Foreign exchange rates fluctuate on a minute by minute basis in response to demand and supply. Global currencies, just like goods (like gold or silver) and services, have their own markets. This means there is a certain amount of dollars the USA can make available for the European Union, and a certain amount of dollars the European Union (EU) wants from the USA.
The price at which this amount is determined is referred to as the nominal exchange rate. If the nominal exchange rate is high, EU demand for the US dollar drops, while the USA wants to make more of its currency available during this phase. An equitable exchange rate is achieved when the supply of US dollars meets the demand for it.
If the supply increases or the demand drops, this nominal exchange rate depreciates. The converse holds true when supply drops and demand increases.
Euro and dollar rates are determined largely owing to changes in the demand/supply pattern. These changes are influenced by:
- Speculation: Many people in the Forex market who buy and sell currencies to make money do so on the basis of what speculators say. Predicted outcomes on exchange rates have a huge outcome on the sale and purchase of dollars and Euros, which in turn leaves a mark on a currency’s appreciation or depreciation.

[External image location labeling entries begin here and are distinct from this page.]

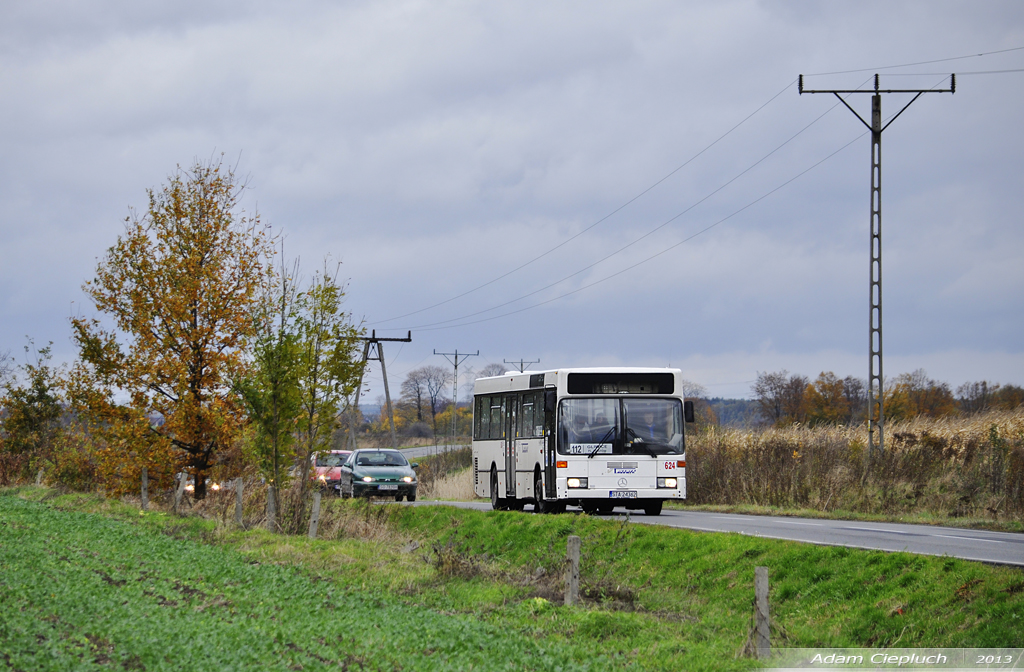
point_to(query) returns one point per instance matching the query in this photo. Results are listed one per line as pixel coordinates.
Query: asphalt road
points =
(993, 547)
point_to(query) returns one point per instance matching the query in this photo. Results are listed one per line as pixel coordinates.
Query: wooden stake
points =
(572, 571)
(145, 490)
(314, 518)
(762, 625)
(238, 500)
(271, 509)
(180, 490)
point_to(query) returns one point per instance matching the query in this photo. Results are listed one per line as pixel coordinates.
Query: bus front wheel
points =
(542, 505)
(497, 503)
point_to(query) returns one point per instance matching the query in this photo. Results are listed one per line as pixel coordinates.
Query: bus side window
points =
(539, 415)
(496, 417)
(481, 418)
(526, 416)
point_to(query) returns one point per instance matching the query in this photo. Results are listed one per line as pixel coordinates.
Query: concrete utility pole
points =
(454, 359)
(521, 364)
(876, 411)
(372, 349)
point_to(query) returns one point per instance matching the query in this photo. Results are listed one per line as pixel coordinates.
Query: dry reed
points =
(966, 466)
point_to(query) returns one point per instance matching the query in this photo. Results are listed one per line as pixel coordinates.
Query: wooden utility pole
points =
(372, 349)
(522, 364)
(454, 359)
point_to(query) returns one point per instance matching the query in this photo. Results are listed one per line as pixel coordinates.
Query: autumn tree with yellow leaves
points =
(175, 293)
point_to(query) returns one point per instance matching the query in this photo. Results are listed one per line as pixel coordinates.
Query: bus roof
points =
(514, 380)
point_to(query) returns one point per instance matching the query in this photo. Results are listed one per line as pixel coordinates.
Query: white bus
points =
(596, 438)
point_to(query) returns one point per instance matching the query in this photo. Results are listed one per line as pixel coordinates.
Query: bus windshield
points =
(616, 426)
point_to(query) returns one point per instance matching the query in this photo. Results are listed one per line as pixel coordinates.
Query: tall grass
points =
(967, 466)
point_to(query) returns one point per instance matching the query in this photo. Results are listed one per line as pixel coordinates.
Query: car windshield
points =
(331, 459)
(607, 426)
(381, 459)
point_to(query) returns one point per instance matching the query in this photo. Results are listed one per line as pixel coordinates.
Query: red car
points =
(326, 469)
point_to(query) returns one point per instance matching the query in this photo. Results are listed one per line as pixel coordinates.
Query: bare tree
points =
(427, 383)
(692, 389)
(769, 391)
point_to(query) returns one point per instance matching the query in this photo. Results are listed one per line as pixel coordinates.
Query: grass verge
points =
(655, 598)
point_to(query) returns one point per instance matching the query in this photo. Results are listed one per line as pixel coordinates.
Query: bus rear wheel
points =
(653, 508)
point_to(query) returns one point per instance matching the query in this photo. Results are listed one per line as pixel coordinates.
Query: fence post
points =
(314, 518)
(145, 490)
(238, 500)
(271, 509)
(572, 571)
(179, 491)
(762, 625)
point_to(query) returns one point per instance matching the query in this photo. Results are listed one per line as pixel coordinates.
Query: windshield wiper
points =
(608, 433)
(637, 439)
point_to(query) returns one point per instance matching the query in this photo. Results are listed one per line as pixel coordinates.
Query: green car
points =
(374, 472)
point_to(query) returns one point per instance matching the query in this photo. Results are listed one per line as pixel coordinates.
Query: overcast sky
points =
(438, 150)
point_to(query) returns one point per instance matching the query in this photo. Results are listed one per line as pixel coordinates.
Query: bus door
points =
(550, 455)
(511, 403)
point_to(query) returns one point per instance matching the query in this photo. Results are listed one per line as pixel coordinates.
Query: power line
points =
(654, 256)
(876, 399)
(641, 238)
(920, 63)
(433, 326)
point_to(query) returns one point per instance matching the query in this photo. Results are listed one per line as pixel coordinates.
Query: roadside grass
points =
(655, 598)
(84, 591)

- Trading: The demand for the US dollar is largely dictated by the EU demand for American exports, while the supply of the US dollar is influenced by the American demand for EU imports. If there is decline in interest for buying American goods, demand plummets, and the dollar depreciates.
Euro and US dollar exchange rates are also determined on factors such as a country’s debt and/or economic situation and the interest rates of the central bank. The sum of all the above mentioned factors determines currency prices at any given time.